Enquête auprès de Stephen Revell, à propos des enregistrements parus sous le label anglais Opera Rara.

Article mis en ligne le juillet 2007
dernière modification le 20 juillet 2007

par François JESTIN

Depuis de nombreuses années, on voit chez les disquaires de magnifiques coffrets aux titres assez invraisemblables : qui sont ces Emilia di Liverpool, Rosmonda d’Inghilterra et autre Margherita d’Anjou ? Tout simplement de superbes opéras de Donizetti ou Meyerbeer, enregistrés la plupart du temps en première mondiale par le label anglais Opera Rara. Enquête auprès de Stephen Revell, son « Managing Director ».

Opera Rara a été créée il y a environ 30 ans, par Patric Schmid (décédé l’année dernière – ndlr) et Don White, très intéressés par le répertoire bel canto, et passionnés par les œuvres italiennes du début du XIXème siècle. Ils explorent les boutiques et les bibliothèques, et exhument parfois des trésors. Au début des années 1970, ils décident d’organiser des concerts, au Camden Festival, enregistrés sur le vif par la BBC, pour une diffusion radio. Un jour dans les rayons d’un magasin de disques, Patric et Don découvrent un enregistrement pirate d’un de leurs concerts, et c’est là le déclic. Ils décident de créer leur propre label. L’idée pour le financement est de solliciter toutes les universités et institutions dans le monde, intéressées par le projet. Le premier enregistrement est Ugo, Conte di Parigi, de Donizetti. Grâce à ce mécanisme, environ 350 souscripteurs reçoivent chacun une copie de l’enregistrement. Puis au début des années 1980, l’homme d’affaires Peter Moores, qui partage la même passion pour l’opéra du début du XIXème siècle, décide d’assurer le financement de l’entreprise, au travers de la Peter Moores Foundation.

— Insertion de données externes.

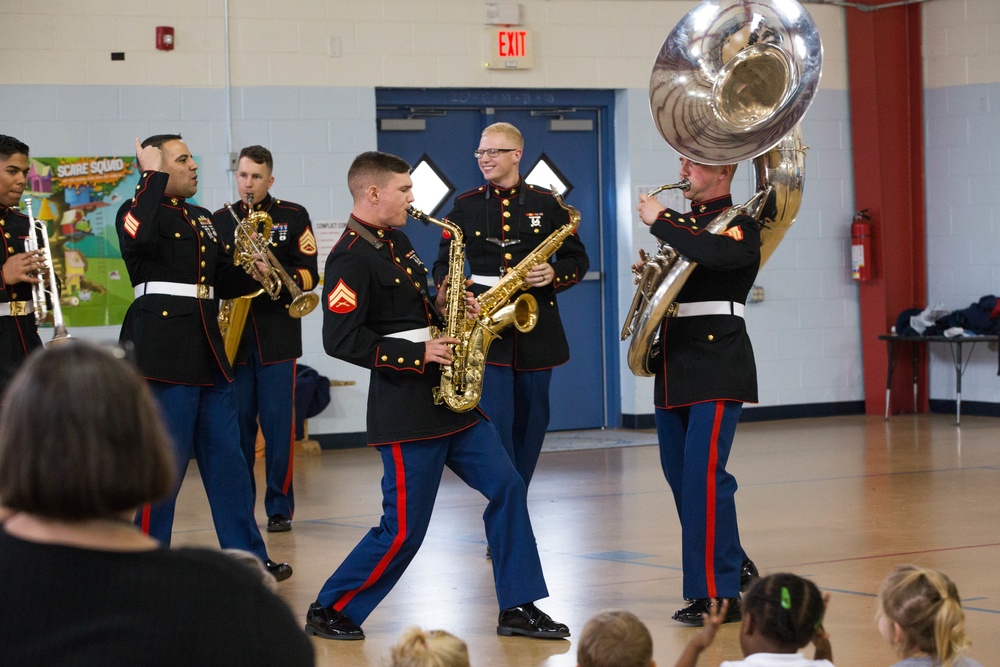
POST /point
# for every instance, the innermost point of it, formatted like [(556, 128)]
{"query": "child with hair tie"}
[(429, 648), (782, 613), (920, 615)]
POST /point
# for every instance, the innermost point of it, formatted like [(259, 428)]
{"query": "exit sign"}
[(509, 48)]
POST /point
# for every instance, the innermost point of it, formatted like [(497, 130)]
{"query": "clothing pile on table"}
[(980, 318)]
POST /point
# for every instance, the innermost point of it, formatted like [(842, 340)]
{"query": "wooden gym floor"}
[(839, 500)]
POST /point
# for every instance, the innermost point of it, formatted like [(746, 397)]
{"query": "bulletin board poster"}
[(78, 198)]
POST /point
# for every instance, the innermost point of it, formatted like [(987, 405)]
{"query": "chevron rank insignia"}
[(342, 299), (307, 243), (735, 233)]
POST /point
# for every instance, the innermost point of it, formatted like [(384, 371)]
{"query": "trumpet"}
[(233, 312), (245, 247), (47, 285)]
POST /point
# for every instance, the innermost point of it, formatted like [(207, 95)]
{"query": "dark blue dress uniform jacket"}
[(709, 357), (18, 333), (164, 238), (528, 213), (279, 336), (367, 295)]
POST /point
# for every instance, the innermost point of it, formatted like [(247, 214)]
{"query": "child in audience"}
[(615, 638), (431, 648), (920, 615), (782, 613)]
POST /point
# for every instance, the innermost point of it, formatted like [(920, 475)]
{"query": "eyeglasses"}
[(492, 152)]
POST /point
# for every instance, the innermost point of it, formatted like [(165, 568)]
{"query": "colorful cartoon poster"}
[(78, 198)]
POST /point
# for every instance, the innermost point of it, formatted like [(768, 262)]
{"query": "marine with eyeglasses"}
[(504, 221)]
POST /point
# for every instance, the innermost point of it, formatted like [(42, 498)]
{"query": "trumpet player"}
[(270, 340), (704, 374), (21, 270), (178, 267)]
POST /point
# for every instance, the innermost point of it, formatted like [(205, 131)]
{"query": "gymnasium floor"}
[(840, 500)]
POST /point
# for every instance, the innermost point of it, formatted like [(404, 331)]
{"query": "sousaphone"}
[(731, 82)]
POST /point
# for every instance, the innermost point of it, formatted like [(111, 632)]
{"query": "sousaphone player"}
[(691, 334)]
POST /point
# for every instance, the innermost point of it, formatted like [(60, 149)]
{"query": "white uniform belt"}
[(16, 308), (175, 289), (421, 335), (488, 281), (705, 308)]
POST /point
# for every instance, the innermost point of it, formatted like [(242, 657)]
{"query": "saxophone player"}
[(270, 340), (376, 314), (18, 327), (503, 221), (704, 374)]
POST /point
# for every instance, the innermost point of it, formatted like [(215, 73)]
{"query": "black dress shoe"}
[(280, 571), (278, 523), (692, 614), (331, 624), (748, 575), (528, 620)]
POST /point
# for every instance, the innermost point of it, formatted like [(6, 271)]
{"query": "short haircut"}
[(507, 130), (159, 139), (10, 146), (373, 168), (786, 609), (258, 154), (81, 436), (431, 648), (926, 605), (614, 638)]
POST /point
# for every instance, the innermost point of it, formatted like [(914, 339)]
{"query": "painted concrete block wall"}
[(315, 110), (962, 106)]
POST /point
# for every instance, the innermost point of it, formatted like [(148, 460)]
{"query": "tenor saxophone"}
[(461, 384)]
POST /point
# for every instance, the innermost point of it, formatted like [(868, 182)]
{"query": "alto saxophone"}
[(461, 384)]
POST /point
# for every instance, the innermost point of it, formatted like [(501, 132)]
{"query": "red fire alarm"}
[(164, 38)]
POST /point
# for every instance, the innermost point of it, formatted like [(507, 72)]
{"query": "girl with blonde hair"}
[(920, 615)]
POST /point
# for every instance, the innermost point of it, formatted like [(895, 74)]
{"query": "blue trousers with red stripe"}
[(517, 402), (266, 392), (203, 420), (410, 480), (695, 442)]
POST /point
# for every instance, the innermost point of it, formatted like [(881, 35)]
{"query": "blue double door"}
[(441, 128)]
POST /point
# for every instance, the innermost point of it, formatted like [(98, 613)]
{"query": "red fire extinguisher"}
[(861, 246)]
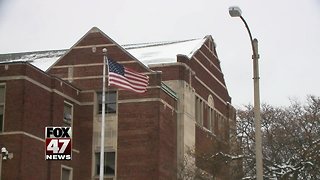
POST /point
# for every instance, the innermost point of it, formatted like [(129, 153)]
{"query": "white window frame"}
[(3, 105), (115, 163), (72, 109)]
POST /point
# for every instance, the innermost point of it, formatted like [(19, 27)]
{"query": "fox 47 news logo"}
[(58, 143)]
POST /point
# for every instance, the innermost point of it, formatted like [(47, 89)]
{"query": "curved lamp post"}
[(236, 12)]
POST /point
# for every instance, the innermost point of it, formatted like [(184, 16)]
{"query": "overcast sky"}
[(288, 32)]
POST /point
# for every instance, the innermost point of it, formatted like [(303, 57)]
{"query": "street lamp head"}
[(235, 11)]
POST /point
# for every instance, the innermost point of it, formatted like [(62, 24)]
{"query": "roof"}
[(147, 53)]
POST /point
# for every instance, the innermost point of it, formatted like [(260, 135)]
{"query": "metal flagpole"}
[(103, 114)]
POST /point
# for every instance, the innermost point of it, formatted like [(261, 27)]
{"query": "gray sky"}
[(288, 32)]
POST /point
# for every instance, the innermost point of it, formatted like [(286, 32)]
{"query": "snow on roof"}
[(41, 59), (147, 53), (163, 52)]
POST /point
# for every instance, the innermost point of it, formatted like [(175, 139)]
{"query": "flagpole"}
[(101, 177)]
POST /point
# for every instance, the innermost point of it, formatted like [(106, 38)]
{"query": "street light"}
[(236, 12)]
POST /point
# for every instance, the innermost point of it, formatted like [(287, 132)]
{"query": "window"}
[(199, 108), (109, 163), (67, 114), (2, 102), (111, 102), (66, 173)]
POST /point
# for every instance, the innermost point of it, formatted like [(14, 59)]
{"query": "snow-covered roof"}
[(163, 52), (147, 53), (41, 59)]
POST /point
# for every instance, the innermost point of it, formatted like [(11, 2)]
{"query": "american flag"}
[(127, 79)]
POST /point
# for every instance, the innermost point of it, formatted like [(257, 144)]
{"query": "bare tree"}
[(291, 140)]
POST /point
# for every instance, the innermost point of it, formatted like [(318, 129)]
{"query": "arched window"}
[(210, 113)]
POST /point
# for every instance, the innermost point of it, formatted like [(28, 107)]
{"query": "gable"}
[(82, 64)]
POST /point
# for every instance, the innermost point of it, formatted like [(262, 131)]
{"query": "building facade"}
[(186, 106)]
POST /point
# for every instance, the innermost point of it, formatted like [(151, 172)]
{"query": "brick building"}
[(186, 105)]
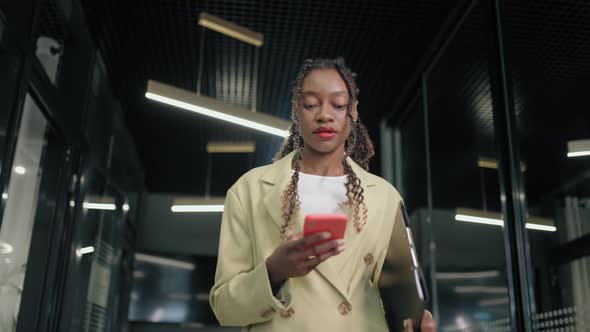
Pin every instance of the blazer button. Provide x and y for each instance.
(268, 313)
(287, 313)
(344, 308)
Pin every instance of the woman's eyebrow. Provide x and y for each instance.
(313, 93)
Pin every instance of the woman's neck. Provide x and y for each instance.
(324, 164)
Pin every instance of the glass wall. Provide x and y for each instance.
(20, 202)
(454, 193)
(471, 267)
(95, 261)
(551, 74)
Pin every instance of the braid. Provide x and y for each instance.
(358, 145)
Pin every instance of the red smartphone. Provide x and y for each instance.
(335, 224)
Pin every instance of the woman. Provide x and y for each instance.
(265, 279)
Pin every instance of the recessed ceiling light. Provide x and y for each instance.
(231, 147)
(579, 148)
(214, 108)
(231, 29)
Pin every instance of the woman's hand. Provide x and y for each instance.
(291, 259)
(428, 323)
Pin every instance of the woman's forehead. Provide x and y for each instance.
(324, 81)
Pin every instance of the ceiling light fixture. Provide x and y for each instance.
(493, 302)
(480, 289)
(85, 250)
(198, 205)
(99, 206)
(191, 101)
(5, 248)
(495, 219)
(578, 148)
(467, 275)
(231, 29)
(491, 163)
(164, 261)
(231, 147)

L’objectif recherché par Opera Rara : un but artistique plutôt que des profits ?
Oui, absolument ! Nous visons des profits « raisonnables », mais en premier lieu des produits artistiques d’excellence. Nous ne sommes pas un label commercial comme les autres, nous avons d’ailleurs les statuts d’une « charity » (association à but non lucratif), sans actionnaires.

Depuis des années, vos enregistrements étaient réalisés en studio, mais vos dernières parutions, comme Adelaide di Borgogna, ou Dom Sebastien, ont été captées sur le vif, à l’occasion de concerts publics. Est-ce une tendance lourde, commune à d’autres grands labels ?
La plus grande partie de nos ouvrages ont été produits en studio, et nous continuerons ainsi. De temps à autre, nous formons des partenariats avec des maisons d’opéras : trois années de collaboration avec le festival d’Edimbourg, ou le récent Dom Sébastien au Covent Garden, ou encore la Ginevra di Scozia de Mayr avec l’Opéra de Trieste. Une autre formule que nous pratiquons aussi consiste en un enregistrement de studio, suivi de concerts, non enregistrés (Imelda de’ Lambertazzi de Donizetti, ou la prochaine Straniera de Bellini avec Patrizia Ciofi).

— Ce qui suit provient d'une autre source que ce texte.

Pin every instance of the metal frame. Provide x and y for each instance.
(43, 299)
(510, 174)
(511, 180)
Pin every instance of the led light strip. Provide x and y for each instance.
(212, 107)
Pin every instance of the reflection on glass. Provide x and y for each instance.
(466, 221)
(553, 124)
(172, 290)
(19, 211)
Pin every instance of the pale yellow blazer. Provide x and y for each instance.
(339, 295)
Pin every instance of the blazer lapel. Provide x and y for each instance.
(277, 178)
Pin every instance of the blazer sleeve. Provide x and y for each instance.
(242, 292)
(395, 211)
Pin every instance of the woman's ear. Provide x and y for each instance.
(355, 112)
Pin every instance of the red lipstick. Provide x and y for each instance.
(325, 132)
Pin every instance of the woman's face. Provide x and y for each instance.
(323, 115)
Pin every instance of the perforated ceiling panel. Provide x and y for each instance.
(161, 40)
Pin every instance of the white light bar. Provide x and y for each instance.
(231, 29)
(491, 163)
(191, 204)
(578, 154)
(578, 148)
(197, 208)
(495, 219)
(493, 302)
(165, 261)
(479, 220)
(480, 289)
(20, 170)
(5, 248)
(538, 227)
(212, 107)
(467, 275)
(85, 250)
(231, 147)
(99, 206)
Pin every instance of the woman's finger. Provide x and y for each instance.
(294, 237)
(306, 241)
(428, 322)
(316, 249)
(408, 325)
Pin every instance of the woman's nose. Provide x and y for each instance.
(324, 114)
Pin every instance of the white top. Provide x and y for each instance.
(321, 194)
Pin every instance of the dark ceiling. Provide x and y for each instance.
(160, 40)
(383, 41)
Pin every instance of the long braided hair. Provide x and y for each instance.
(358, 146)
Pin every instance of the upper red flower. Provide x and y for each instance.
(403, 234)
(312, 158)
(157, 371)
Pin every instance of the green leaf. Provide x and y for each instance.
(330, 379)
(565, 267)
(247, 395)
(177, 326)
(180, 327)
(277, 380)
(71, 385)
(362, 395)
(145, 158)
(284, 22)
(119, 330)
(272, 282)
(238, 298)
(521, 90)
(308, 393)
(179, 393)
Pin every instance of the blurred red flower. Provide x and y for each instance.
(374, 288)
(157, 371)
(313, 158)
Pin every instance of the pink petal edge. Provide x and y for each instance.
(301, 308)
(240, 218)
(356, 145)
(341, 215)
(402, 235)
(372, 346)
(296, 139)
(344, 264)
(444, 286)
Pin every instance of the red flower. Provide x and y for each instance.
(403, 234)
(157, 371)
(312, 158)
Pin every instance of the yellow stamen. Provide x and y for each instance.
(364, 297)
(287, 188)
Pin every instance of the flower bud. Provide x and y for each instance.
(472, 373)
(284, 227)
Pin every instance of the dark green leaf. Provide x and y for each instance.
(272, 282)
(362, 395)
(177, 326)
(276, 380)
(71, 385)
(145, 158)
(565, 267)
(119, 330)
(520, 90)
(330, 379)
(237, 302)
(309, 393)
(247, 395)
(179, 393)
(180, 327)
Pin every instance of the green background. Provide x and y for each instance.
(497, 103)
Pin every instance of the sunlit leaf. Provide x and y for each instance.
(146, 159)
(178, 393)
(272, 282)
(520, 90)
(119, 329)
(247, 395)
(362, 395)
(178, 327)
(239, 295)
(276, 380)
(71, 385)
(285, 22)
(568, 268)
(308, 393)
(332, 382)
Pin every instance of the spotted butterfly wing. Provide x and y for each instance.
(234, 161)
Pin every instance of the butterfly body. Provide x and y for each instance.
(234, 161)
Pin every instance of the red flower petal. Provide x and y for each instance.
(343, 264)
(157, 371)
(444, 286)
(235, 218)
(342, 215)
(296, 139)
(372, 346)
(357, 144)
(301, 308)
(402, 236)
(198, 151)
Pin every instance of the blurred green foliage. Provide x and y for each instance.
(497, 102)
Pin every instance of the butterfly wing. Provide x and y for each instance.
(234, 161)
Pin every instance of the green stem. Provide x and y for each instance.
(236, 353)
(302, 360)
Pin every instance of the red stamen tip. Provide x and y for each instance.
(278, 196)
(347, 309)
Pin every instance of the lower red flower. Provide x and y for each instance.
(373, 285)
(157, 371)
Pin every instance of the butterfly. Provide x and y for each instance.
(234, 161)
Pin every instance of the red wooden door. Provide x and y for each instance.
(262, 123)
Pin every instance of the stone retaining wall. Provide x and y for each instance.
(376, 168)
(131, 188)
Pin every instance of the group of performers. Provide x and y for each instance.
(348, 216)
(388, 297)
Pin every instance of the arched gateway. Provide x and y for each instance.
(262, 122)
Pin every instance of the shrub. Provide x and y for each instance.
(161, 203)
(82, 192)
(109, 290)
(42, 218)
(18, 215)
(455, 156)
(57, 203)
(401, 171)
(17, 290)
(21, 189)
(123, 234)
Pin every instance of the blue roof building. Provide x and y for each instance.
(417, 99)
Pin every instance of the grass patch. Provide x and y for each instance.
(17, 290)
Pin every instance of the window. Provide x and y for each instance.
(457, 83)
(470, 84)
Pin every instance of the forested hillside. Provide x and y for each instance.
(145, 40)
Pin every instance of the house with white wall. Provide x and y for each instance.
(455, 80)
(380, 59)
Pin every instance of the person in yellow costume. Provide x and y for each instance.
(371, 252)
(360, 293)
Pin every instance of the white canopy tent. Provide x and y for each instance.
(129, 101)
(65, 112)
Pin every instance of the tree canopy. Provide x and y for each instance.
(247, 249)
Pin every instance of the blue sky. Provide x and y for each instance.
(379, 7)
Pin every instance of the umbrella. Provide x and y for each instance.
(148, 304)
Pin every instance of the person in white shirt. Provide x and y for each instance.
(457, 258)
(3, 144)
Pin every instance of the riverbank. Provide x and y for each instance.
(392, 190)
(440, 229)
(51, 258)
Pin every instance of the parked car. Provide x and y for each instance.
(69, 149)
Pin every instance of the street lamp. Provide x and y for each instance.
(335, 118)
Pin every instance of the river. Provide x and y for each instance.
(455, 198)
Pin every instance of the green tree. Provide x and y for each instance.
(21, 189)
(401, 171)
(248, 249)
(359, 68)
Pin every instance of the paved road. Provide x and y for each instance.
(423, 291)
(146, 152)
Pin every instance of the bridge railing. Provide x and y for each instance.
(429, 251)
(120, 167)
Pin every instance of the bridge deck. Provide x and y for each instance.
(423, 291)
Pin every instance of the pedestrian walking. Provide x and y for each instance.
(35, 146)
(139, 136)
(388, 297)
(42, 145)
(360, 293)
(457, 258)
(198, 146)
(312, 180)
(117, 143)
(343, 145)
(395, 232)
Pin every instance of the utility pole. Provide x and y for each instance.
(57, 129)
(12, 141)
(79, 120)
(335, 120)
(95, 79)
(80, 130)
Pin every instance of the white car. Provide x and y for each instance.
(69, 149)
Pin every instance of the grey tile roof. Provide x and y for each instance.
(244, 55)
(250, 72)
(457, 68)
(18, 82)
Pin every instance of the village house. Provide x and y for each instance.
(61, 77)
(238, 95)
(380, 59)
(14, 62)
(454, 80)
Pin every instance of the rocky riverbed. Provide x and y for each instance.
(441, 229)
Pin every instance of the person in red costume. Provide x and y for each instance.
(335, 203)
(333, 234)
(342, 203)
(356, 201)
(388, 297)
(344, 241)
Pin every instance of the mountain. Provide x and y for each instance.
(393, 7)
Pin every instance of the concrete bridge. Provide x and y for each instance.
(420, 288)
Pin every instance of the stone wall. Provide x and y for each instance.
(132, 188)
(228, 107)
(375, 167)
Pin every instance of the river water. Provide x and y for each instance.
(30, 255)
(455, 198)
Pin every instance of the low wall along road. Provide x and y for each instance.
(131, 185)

Judith Howarth, Jennifer Larmore et Manuela Custer, lors d’une séance d’enregistrement

Vous avez révélé de grands artistes dans le passé (Fleming, Larmore, Merritt, Ford, Eaglen, Miricioiu,…). Avez-vous la volonté de découvrir de nouveaux chanteurs ?
Oui, je crois que Opera Rara a une responsabilité importante : encourager les jeunes chanteurs dans ce répertoire qui exige une grande flexibilité vocale, et nous sommes toujours à la recherche des jeunes, car ceux-ci possèdent cette flexibilité vocale. C’est aussi pour cette raison que nous avons créé notre concours de bel canto, qui en est à sa 4ème édition annuelle. Il est à noter que beaucoup de primés participent ensuite aux enregistrements.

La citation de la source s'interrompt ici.